From 5d1a536621403b442eef60ddd35e6b7a46fb04b7 Mon Sep 17 00:00:00 2001
From: Aaron Carroll <aaronc@gelato.unsw.edu.au>
Date: Tue, 30 Oct 2007 10:40:12 +0100
Subject: [PATCH 1/5] Deadline iosched: Factor out finding latter reques

Factor finding the next request in sector-sorted order into
a function deadline_latter_request.

Signed-off-by: Aaron Carroll <aaronc@gelato.unsw.edu.au>
Signed-off-by: Jens Axboe <jens.axboe@oracle.com>
---
 block/deadline-iosched.c | 28 +++++++++++++++++-----------
 1 file changed, 17 insertions(+), 11 deletions(-)

diff --git a/block/deadline-iosched.c b/block/deadline-iosched.c
index 1a511ffaf8a4..a44437e5a94b 100644
--- a/block/deadline-iosched.c
+++ b/block/deadline-iosched.c
@@ -55,6 +55,20 @@ static void deadline_move_request(struct deadline_data *, struct request *);
 
 #define RQ_RB_ROOT(dd, rq)	(&(dd)->sort_list[rq_data_dir((rq))])
 
+/*
+ * get the request after `rq' in sector-sorted order
+ */
+static inline struct request *
+deadline_latter_request(struct request *rq)
+{
+	struct rb_node *node = rb_next(&rq->rb_node);
+
+	if (node)
+		return rb_entry_rq(node);
+
+	return NULL;
+}
+
 static void
 deadline_add_rq_rb(struct deadline_data *dd, struct request *rq)
 {
@@ -74,13 +88,8 @@ deadline_del_rq_rb(struct deadline_data *dd, struct request *rq)
 {
 	const int data_dir = rq_data_dir(rq);
 
-	if (dd->next_rq[data_dir] == rq) {
-		struct rb_node *rbnext = rb_next(&rq->rb_node);
-
-		dd->next_rq[data_dir] = NULL;
-		if (rbnext)
-			dd->next_rq[data_dir] = rb_entry_rq(rbnext);
-	}
+	if (dd->next_rq[data_dir] == rq)
+		dd->next_rq[data_dir] = deadline_latter_request(rq);
 
 	elv_rb_del(RQ_RB_ROOT(dd, rq), rq);
 }
@@ -198,14 +207,11 @@ static void
 deadline_move_request(struct deadline_data *dd, struct request *rq)
 {
 	const int data_dir = rq_data_dir(rq);
-	struct rb_node *rbnext = rb_next(&rq->rb_node);
 
 	dd->next_rq[READ] = NULL;
 	dd->next_rq[WRITE] = NULL;
+	dd->next_rq[data_dir] = deadline_latter_request(rq);
 
-	if (rbnext)
-		dd->next_rq[data_dir] = rb_entry_rq(rbnext);
-	
 	dd->last_sector = rq->sector + rq->nr_sectors;
 
 	/*

From dfb3d72a9aa519672c9ae06f0d2f93eccb35482f Mon Sep 17 00:00:00 2001
From: Aaron Carroll <aaronc@gelato.unsw.edu.au>
Date: Tue, 30 Oct 2007 10:40:13 +0100
Subject: [PATCH 2/5] Deadline iosched: Reset batch for ordered requests

The deadline I/O scheduler does not reset the batch count when starting
a new batch at a higher-sectored request.  This means the second and
subsequent batch in the same data direction will never exceed a single
request in size whenever higher-sectored requests are pending.

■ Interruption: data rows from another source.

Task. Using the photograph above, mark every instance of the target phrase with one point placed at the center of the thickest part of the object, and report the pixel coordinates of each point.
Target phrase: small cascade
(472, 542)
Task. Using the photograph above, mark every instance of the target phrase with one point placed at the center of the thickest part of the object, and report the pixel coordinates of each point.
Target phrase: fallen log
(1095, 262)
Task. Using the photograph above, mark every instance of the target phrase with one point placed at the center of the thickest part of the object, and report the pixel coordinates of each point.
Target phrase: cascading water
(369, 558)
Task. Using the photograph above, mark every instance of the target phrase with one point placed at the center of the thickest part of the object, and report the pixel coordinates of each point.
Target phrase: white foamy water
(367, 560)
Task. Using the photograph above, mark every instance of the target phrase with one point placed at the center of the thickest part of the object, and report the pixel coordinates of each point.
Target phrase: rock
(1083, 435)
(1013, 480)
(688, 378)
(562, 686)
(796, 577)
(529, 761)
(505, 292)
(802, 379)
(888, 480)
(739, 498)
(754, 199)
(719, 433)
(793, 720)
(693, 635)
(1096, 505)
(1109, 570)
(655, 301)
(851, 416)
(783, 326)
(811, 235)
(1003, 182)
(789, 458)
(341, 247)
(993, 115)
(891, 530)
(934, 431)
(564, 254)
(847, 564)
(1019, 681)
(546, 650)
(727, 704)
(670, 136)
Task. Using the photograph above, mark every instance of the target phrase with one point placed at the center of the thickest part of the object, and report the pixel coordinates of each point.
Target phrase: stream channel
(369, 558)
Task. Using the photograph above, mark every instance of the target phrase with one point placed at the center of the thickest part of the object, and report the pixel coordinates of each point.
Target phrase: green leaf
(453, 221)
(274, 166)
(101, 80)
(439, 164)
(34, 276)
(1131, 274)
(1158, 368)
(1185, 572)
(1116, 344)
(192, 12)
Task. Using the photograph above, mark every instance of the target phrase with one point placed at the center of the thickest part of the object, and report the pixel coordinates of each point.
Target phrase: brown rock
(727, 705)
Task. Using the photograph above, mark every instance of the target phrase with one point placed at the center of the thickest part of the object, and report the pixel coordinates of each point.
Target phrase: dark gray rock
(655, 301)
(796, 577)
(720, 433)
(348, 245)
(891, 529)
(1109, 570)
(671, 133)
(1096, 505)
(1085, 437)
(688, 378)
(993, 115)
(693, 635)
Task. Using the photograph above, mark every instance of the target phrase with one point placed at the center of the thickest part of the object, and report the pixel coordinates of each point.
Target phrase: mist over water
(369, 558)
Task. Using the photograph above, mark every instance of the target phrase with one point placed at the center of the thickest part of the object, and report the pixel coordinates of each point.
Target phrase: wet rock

This patch gives new batches in the same data direction as old ones
their full quota of requests by resetting the batch count.

Signed-off-by: Aaron Carroll <aaronc@gelato.unsw.edu.au>
Signed-off-by: Jens Axboe <jens.axboe@oracle.com>
---
 block/deadline-iosched.c | 6 +++---
 1 file changed, 3 insertions(+), 3 deletions(-)

diff --git a/block/deadline-iosched.c b/block/deadline-iosched.c
index a44437e5a94b..cb94c838087a 100644
--- a/block/deadline-iosched.c
+++ b/block/deadline-iosched.c
@@ -306,12 +306,11 @@ static int deadline_dispatch_requests(struct request_queue *q, int force)
 dispatch_find_request:
 	/*
 	 * we are not running a batch, find best request for selected data_dir
+	 * and start a new batch
 	 */
 	if (deadline_check_fifo(dd, data_dir)) {
 		/* An expired request exists - satisfy it */
-		dd->batching = 0;
 		rq = rq_entry_fifo(dd->fifo_list[data_dir].next);
-		
 	} else if (dd->next_rq[data_dir]) {
 		/*
 		 * The last req was the same dir and we have a next request in
@@ -325,12 +324,13 @@ static int deadline_dispatch_requests(struct request_queue *q, int force)
 		 * higher-sectored requests. Go back to the lowest sectored
 		 * request (1 way elevator) and start a new batch.
 		 */
-		dd->batching = 0;
 		node = rb_first(&dd->sort_list[data_dir]);
 		if (node)
 			rq = rb_entry_rq(node);
 	}
 
+	dd->batching = 0;
+
 dispatch_request:
 	/*
 	 * rq is the selected appropriate request.

From 6f5d8aa6382eef2b26032c88656270bdae7f0c42 Mon Sep 17 00:00:00 2001
From: Aaron Carroll <aaronc@gelato.unsw.edu.au>
Date: Tue, 30 Oct 2007 10:40:13 +0100
Subject: [PATCH 3/5] Deadline iosched: Fix batching fairness

After switching data directions, deadline always starts the next batch
from the lowest-sector request.  This gives excessive deadline expiries
and large latency and throughput disparity between high- and low-sector
requests; an order of magnitude in some tests.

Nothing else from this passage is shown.